These are meaningful problems. The community that produces these problems is toxic. But, in general, we're a long way from death threats.

Actually, I doubt we're all that far. It doesn't take much for triggered outrage to go there. Author telling a few people to shove it with their baseless nonsense and publishing the book anyway would already open up chances for that. Not that it would necessarily happen, but it could.
 
While I agree that having strong opinions about philosopher's thinking without having read their material is an understandable critique, but that is not an argument against the possibility of them having an influence on this phenomenon.

Isn't the university an elaborate game of telephone by your definition? Listening to lectures is having faith that the lecturer understand the source material, and gives you the basics of the person in question's thinking? After lectures you are expected to know of the source material, often without having actually read the source material. Material that is often times very confusing to boot.

The way I see this, from my puny understanding of the subject, is that these crowds have drank from the fountain of such continental philosophers as you mentioned, even if the fountain they drank from was just an American plastic copy of the original. They seem overly interested in Foucault's normative power, about how forms of knowing or representing influence people's thinking and power structures that follow, in Derrida's deconstructionism to find, often in bad faith, some forms of bigotry in a given text and a sort of viewpoint epistemology that developed in the academic feminist circles in the 90's, and from the sort of vague "death of the author" thinking where the intentionality of the author, as it is often or always impossible to recover, should be discarded whole handedly, and the interpretation of the reader is all that matters. On top of that there is the status that you gain from your tribe when you find someone to call out and call a nazi or what ever, because said person misspoke something, or "dog whistled" something. Often not even knowing what the thing they were "dog whistling" was, or even what a "dog whistle" is.

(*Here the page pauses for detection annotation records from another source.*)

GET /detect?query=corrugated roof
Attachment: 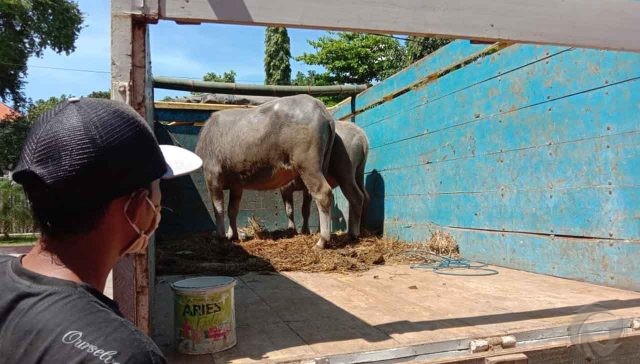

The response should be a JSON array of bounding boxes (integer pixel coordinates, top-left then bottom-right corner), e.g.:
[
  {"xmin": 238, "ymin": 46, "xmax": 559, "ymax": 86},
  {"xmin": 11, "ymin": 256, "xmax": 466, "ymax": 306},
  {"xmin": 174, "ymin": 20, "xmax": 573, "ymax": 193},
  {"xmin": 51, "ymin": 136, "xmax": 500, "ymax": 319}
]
[{"xmin": 0, "ymin": 102, "xmax": 20, "ymax": 121}]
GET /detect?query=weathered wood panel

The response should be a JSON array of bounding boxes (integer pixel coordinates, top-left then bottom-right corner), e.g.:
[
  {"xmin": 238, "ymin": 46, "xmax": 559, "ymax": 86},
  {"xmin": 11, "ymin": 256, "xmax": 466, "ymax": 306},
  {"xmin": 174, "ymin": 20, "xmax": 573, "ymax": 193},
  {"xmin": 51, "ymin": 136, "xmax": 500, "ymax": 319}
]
[
  {"xmin": 160, "ymin": 0, "xmax": 640, "ymax": 51},
  {"xmin": 337, "ymin": 43, "xmax": 640, "ymax": 289}
]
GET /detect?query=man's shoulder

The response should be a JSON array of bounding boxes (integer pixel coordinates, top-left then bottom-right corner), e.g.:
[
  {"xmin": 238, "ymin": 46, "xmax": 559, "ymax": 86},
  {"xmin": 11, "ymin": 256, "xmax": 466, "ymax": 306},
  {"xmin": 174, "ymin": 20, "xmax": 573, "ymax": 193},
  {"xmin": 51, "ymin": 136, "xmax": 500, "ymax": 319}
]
[
  {"xmin": 0, "ymin": 268, "xmax": 166, "ymax": 363},
  {"xmin": 54, "ymin": 298, "xmax": 165, "ymax": 363}
]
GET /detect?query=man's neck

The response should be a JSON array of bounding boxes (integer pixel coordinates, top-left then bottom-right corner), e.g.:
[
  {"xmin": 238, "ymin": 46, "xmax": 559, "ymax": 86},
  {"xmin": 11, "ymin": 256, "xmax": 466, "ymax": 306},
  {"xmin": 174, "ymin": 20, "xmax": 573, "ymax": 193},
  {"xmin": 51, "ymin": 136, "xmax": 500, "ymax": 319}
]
[{"xmin": 22, "ymin": 233, "xmax": 125, "ymax": 292}]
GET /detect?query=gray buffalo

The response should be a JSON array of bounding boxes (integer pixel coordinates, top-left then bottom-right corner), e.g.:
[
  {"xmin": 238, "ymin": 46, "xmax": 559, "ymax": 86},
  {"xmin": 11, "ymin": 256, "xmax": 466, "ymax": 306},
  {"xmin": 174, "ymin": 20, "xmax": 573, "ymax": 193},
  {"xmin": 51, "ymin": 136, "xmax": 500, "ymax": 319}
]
[
  {"xmin": 196, "ymin": 95, "xmax": 335, "ymax": 248},
  {"xmin": 280, "ymin": 121, "xmax": 369, "ymax": 237}
]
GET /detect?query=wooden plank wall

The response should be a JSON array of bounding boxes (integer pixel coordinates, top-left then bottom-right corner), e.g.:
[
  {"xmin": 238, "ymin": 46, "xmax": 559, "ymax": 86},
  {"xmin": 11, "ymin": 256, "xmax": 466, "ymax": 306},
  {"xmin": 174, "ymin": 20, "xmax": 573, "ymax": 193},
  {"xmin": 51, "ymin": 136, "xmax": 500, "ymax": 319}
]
[
  {"xmin": 334, "ymin": 41, "xmax": 640, "ymax": 290},
  {"xmin": 155, "ymin": 115, "xmax": 318, "ymax": 239}
]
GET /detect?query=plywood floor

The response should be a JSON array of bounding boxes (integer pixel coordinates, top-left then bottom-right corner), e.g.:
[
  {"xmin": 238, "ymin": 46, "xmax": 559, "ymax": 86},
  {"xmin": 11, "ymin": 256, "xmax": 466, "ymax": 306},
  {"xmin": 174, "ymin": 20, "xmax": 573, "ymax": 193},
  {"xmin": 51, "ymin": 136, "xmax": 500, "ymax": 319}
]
[{"xmin": 152, "ymin": 266, "xmax": 640, "ymax": 363}]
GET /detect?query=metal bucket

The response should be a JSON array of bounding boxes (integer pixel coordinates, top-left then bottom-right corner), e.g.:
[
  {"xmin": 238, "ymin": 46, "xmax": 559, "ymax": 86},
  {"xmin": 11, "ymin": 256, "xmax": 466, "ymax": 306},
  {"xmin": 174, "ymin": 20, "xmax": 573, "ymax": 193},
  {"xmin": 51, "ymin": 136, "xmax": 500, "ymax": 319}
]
[{"xmin": 171, "ymin": 277, "xmax": 236, "ymax": 355}]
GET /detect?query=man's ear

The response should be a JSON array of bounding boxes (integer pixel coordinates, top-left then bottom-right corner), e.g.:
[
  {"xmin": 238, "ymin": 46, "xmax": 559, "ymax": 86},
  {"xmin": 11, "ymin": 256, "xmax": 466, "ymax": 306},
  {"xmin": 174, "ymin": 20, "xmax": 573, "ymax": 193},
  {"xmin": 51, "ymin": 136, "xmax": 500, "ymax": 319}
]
[{"xmin": 127, "ymin": 189, "xmax": 149, "ymax": 222}]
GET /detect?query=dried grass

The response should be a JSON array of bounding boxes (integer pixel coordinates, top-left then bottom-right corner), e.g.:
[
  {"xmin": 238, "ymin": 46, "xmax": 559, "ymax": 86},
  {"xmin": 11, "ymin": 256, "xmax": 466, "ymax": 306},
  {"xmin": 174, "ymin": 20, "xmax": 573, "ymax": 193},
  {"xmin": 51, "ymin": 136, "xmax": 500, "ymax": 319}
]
[{"xmin": 157, "ymin": 229, "xmax": 458, "ymax": 275}]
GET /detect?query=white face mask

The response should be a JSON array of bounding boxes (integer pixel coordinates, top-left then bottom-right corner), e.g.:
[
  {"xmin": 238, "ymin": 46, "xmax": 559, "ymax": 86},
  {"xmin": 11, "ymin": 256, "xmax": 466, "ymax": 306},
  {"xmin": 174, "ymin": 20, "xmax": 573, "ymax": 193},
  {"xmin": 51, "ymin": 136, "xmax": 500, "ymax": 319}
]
[{"xmin": 124, "ymin": 192, "xmax": 160, "ymax": 254}]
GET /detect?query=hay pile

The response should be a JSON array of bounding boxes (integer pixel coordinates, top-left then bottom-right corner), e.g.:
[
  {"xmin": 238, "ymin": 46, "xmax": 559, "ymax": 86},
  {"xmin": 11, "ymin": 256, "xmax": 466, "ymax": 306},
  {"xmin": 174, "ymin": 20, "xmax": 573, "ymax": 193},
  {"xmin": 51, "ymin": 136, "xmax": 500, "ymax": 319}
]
[{"xmin": 156, "ymin": 226, "xmax": 457, "ymax": 275}]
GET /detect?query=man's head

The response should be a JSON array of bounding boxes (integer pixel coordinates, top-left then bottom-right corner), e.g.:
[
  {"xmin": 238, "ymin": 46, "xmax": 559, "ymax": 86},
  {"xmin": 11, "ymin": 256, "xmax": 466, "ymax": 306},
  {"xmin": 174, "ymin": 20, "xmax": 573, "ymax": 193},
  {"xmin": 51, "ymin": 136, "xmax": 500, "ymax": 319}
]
[{"xmin": 12, "ymin": 98, "xmax": 202, "ymax": 253}]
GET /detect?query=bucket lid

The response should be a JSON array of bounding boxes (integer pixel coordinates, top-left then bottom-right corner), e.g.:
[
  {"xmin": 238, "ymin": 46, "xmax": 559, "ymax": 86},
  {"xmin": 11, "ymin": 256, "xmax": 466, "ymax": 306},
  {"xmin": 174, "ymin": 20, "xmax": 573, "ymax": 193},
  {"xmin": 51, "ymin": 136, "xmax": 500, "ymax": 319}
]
[{"xmin": 171, "ymin": 276, "xmax": 236, "ymax": 291}]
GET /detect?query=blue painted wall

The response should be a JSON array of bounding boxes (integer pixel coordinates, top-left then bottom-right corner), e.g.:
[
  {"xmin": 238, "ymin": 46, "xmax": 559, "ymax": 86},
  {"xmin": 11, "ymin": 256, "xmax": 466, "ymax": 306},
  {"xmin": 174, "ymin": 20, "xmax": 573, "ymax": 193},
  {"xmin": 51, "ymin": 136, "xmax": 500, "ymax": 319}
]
[{"xmin": 334, "ymin": 41, "xmax": 640, "ymax": 290}]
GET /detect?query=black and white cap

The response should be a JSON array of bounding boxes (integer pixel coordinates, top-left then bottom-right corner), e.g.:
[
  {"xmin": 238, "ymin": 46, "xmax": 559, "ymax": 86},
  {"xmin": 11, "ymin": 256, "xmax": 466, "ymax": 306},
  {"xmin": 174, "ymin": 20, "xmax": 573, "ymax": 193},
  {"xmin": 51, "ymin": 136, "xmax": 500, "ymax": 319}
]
[{"xmin": 12, "ymin": 98, "xmax": 202, "ymax": 207}]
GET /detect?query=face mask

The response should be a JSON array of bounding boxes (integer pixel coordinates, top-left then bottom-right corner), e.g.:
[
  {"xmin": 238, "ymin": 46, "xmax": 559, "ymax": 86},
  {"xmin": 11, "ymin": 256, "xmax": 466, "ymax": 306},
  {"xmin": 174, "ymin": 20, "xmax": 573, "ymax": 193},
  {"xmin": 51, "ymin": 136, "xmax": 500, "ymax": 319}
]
[{"xmin": 124, "ymin": 195, "xmax": 160, "ymax": 254}]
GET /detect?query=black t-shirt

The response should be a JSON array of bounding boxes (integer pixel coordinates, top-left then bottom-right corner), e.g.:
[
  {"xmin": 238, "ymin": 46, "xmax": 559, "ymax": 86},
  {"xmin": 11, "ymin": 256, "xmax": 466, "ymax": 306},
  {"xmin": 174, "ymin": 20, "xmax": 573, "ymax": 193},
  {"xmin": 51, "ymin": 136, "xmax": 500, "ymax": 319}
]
[{"xmin": 0, "ymin": 256, "xmax": 166, "ymax": 364}]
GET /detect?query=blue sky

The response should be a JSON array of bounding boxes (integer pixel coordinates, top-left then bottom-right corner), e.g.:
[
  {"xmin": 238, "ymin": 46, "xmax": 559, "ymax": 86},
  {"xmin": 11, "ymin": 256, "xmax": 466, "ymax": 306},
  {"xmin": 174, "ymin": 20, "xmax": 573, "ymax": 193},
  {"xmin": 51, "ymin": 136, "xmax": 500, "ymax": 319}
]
[{"xmin": 24, "ymin": 0, "xmax": 324, "ymax": 100}]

I wouldn't be so cavalier about this. Twitter is the market place of ideas of today. If there is a group that harrasses all other ideas away, that will have real world consequences.

They might have had an influence on this phenomenon, I wouldn't dismiss that claim out of hand. But if you twist what someone has said to fit exactly what you want to hear, then the connection is utterly lost, no?

I think you are justified in bringing up Foucault, since some of the Twitter / Tumblr crowd tries to use the power structure / power dynamics to justify their beliefs. The idea that representation is power of course didn't originate with Foucault at all, and is something I would personally agree with, and I really don't see how people can't. This is something you will also find in Edward Said and his companions. Possibly even a justified critique, albeit not for this specific book.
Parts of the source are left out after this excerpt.